I mentioned that I have 5mg oxycodone for times when nothing else is working.

His voice rising from it’s already tension-filled pitch: “I think that’s a bad idea”.

I point out I’ve been using it for years, that as we’ve learned more about AD I’ve developed an excellent routine that has dramatically reduced my need for pain meds, and I get 30 at a time, and they typically last me 6-10 months, since I prefer to use them as a last resort. I asked given the minimal nature of my use of oxycodone, and the long-term success I’ve had with it, what would be the concern?

He couldn’t elaborate other than to stammer out twice more: “I think that’s a very, very bad idea”, and then finally, “you don’t have that kind of pain”.

Growing more hysterical, he points out he’s probably not going to be able to help me with AD, that he can’t really help me with the pain issue. I remind him my concern is more inflammation and long term risks, that my pain is pretty well under control, I still have pain meds left, and I’m not asking him for any oxycodone, I already have enough… and he breaks in with “BUT YOU WILL!!!”.
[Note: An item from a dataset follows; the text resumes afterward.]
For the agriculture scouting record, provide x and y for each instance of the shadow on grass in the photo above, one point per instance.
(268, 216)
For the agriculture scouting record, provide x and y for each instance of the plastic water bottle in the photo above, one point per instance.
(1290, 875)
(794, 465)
Well, possibly I would have. Somewhere down the road. In the 4 months since that appointment, being the stubborn cuss that I am, I think I’ve taken them twice, in spite of having some truly awful, white knuckle days. At that rate, I still have about 9 months supply left in my bottle. Even if I’d been a bit less prideful about the whole thing, it’s unlikely I would have needed a refill for 6 months. I know people with AD who take the amount of oxycodone I use per year several times per month. Given the difficulty of getting my hands on oxycodone in the first place, I don’t tend to be wasteful about using them, since I never know if more will be available in the future.
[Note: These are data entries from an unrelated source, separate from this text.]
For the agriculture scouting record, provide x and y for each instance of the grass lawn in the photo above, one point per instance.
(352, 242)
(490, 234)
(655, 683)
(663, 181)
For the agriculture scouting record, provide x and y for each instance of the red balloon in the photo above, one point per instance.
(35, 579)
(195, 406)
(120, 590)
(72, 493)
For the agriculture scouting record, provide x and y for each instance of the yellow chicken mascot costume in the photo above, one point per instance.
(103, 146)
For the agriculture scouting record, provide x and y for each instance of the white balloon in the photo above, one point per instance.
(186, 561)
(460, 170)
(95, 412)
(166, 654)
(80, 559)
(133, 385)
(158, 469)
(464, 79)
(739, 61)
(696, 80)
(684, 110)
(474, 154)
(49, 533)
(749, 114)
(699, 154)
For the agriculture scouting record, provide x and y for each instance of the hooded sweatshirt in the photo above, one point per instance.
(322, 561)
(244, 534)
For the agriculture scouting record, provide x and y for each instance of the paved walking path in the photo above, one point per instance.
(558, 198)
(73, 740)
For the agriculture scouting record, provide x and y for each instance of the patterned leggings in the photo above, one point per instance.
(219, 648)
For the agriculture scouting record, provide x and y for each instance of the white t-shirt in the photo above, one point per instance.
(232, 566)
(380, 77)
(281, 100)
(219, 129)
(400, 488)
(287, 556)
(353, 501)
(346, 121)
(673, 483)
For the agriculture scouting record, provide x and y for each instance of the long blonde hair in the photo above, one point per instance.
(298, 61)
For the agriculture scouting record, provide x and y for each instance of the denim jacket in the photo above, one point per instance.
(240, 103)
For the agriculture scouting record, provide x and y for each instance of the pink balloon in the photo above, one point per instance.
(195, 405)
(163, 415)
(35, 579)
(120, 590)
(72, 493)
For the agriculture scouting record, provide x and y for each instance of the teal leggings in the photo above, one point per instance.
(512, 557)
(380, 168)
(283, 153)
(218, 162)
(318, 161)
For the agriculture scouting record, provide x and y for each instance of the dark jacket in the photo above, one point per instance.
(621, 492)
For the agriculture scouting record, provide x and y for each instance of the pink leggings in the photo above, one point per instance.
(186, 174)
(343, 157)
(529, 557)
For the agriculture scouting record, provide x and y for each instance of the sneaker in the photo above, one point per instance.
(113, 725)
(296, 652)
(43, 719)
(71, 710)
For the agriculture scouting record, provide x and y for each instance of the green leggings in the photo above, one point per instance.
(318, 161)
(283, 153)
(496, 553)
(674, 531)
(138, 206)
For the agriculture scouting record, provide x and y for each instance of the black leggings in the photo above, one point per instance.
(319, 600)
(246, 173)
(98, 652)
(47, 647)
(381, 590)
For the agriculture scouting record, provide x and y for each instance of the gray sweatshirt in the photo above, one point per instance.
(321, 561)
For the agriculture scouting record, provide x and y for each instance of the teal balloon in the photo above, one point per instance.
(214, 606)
And I’m not done trying other methods. As I said, oxycodone sucks as far as pain relief goes. It works, but not without a serious price. But of all the things I’ve tried, it’s the safest, and has the least side effects. Usually when I use it, I do so round the clock for a day, and somehow it seems to decrease my perception of pain for weeks afterward. But I still hope for a day when I don’t need it at all.

As infuriating as his assumption that this was blatant drug-seeking was, I was more incensed by his insistence on what kind of pain I do or don’t have. He dismissed everything the current research indicates about AD, he refused to do any looking it up on his own, he didn’t ask me one bit about my pain other than what self-care I used to deal with it, and he admits he knows nothing about AD, and has no intention of learning about it.

So how exactly does he know what kind of pain I do or do not have? Is he psychic? A little birdie told him?

When I tried asking him what kind of pain he thought I had, so I could perhaps use the information to increase my pain-free days, he only replied: “not that kind”.

Perhaps it’s a trendy new medical term.